“Gay Clay”

Elijah reflects on 20 years of transformation, queer identity, and divine resilience, this Pride Month story invites us to honour our scars like Kintsugi—where God, the potter, patiently shapes beauty from our brokenness.

Background Shape
Church Window Mask
Elijah Kinne

I believe there to be no coincidence that I am writing this on my 20th anniversary of being in this country.

I moved to Edinburgh, Scotland on June 9th 2005 from my hometown of Durham, North Caroline when I was 14 years old. A lot of people often ask me if it was difficult moving away from everything I knew into the unknown and whilst for a lot of folks this might have been the case, I must say, I was thrilled. I couldn’t wait.

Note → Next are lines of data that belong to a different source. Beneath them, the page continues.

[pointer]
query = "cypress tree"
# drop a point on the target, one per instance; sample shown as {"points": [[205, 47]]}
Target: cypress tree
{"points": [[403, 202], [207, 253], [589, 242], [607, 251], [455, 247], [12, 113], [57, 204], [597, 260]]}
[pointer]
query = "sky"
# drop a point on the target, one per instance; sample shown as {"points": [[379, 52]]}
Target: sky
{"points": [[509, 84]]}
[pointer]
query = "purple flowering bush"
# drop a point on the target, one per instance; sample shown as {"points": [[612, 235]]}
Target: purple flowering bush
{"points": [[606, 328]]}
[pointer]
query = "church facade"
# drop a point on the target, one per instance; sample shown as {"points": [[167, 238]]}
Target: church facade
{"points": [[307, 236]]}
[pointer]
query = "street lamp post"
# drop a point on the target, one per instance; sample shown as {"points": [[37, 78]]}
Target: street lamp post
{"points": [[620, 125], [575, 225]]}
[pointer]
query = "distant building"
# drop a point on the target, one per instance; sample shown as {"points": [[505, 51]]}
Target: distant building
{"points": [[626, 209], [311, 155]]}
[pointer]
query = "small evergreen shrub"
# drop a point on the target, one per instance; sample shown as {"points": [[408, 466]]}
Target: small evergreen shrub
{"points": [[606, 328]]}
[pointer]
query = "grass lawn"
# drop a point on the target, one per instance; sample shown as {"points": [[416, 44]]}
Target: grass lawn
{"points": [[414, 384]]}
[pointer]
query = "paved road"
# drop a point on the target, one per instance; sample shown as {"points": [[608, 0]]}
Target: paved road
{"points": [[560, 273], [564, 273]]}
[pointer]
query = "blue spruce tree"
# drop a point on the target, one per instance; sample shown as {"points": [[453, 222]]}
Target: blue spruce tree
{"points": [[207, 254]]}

I knew from a young age I didn’t fit in, and that I was “Different” from a lot of the other boys my age, and by my 14th birthday, I already knew I was Gay and most likely subconsciously knew that the place I inhabited was not life giving.

20 years later… I have been changed and moulded time and time again. Like the clay mentioned in Isaiah, our lives are continually shaped and reshaped as we move our way forward through a path we cannot see.

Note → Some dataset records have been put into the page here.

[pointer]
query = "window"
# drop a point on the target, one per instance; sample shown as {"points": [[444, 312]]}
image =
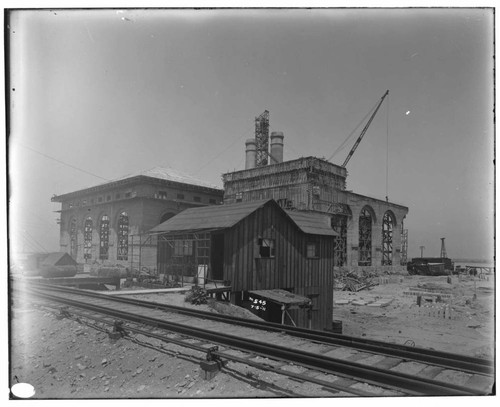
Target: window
{"points": [[123, 236], [266, 248], [72, 238], [183, 248], [365, 238], [312, 250], [87, 239], [104, 238]]}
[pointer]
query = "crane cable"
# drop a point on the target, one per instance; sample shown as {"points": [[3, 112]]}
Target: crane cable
{"points": [[387, 154], [353, 132]]}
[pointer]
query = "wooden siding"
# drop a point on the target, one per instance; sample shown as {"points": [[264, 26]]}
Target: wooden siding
{"points": [[289, 269]]}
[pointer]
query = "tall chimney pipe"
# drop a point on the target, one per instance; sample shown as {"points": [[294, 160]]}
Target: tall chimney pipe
{"points": [[277, 147], [251, 152]]}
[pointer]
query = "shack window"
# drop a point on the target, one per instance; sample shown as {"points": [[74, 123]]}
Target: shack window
{"points": [[183, 248], [266, 248], [312, 250]]}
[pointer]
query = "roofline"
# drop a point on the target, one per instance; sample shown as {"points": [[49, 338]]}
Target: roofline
{"points": [[377, 199], [127, 181], [262, 204]]}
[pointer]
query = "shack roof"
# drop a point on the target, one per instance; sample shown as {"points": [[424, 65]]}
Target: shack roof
{"points": [[58, 259], [226, 216]]}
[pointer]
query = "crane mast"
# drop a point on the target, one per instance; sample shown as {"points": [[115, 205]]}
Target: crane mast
{"points": [[355, 146]]}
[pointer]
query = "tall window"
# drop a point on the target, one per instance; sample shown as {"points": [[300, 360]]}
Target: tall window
{"points": [[87, 238], [387, 227], [72, 238], [104, 238], [123, 236], [365, 239]]}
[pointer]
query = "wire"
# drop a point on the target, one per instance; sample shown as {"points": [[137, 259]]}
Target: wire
{"points": [[387, 153], [62, 162], [223, 151]]}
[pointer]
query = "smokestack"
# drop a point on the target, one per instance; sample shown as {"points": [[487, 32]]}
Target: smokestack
{"points": [[277, 147], [251, 151]]}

When I was 16, my family moved from Scotland to London, and I had to figure out what I was going to study. I had been homeschooled my whole life till then, however I believe I had pushed my mother to the limits of murder. So for my sake and hers, we looked into colleges. I ended up studying Ceramics for a period of time and fell in love with the medium.

The Art form sat so naturally with the grooves of my soul. Any time a piece wasn’t going to plan with my unattainable perfectionism, I could simply slam is back down into submission and go again. Perhaps this is why I’ve always liked us being a metaphor for Clay in the bible.

It has always allowed me freedom to look past where I am and the things I wish I could change in my life to the possibility of something fresh… something better.

I was 17 years old when I bought my first pair of Heels. I had snuck out the house to go to a Barrets shoe store. Back then they use to cater to a “Larger woman,” and included sizes up to 11.

I preorder the shoes on the phone so I knew they would be there. I snuck into the store with my collar pulled up and sunglasses on like Inspector Clouseau making my way to the till to conduct the illicit exchanged.

“I am here to collect my mothers shoes,” I said in a voice that didn’t believe it’s on conviction.

The short saleswoman also wasn’t buying what I was selling. She handed over the shoes with a wink. Unfortunately I had to head straight from Barrets to my evangelical church for a prayer evening that night. And in hindsight, I am aware that there is nothing more camp than a 17 year old homosexual in a prayer meeting praying that gay away, whilst a pair of black patent stilettos lurk in his bag. Queer Joy really is a gift from our Mother God. If only I could go back and hug that 17 year old who felt his world was falling apart and that he was to blame for it.

We all carry shame with us. It’s an insidious little beast that constantly reorders peace and calm into anxiety and unsureness. (not a word, but you get my drift)

Queer folk tend to have a little more shame than the rest, and it often is specific brand of shame that, if untreated, can be life ending.

I have lost several friends to it.

At its crux, it’s a voice that says, “you are inherently wrong. You are doomed”

And It plays perfectly into a culture, that for a thousand years has ripped apart the lives of queer people and then blamed them for their own demise.

I often feel like I’m Sandra Bullock in the film Miss Congeniality, where she is asked in a beauty pageant, what’s the one thing she wishes to see changed in the world and she gives an answer a little too honest for the crowed to digest. “Just stick with world peace next time,” I tell myself rather than asking this world to be kinder to such sweet innocent queer kids who have the biggest, fullest hearts.

I’m sure you probably know about ‘Kintsugi’. But as a definition it is this: “The Japanese art of repairing broken ceramics with lacquered gold, highlighting the fractures rather than concealing them”

I think my next tattoo might just be “Kintsugi”.

So here we are in Pride month. And I would like to suggest the idea that whoever you are, Gay, Straight, Queer, non-binary, Transgender, non-conforming, Bisexual, Pride month offers you a chance. A chance to say yes. To lean into the hurt parts of ourselves where we dare not look in the mirror for what my face us. A chance to take all the scars and shame of our lives and paint the broken parts gold.

Maybe you’re not there yet. Perhaps the cracks are too fresh and raw. That’s ok.

Our Queer God waits, patiently with paintbrush in one hand and a pot of gold lacquer in the other.

Isaiah – “You are our Father; we are the clay, and you are the potter; we are all the work of your hands.”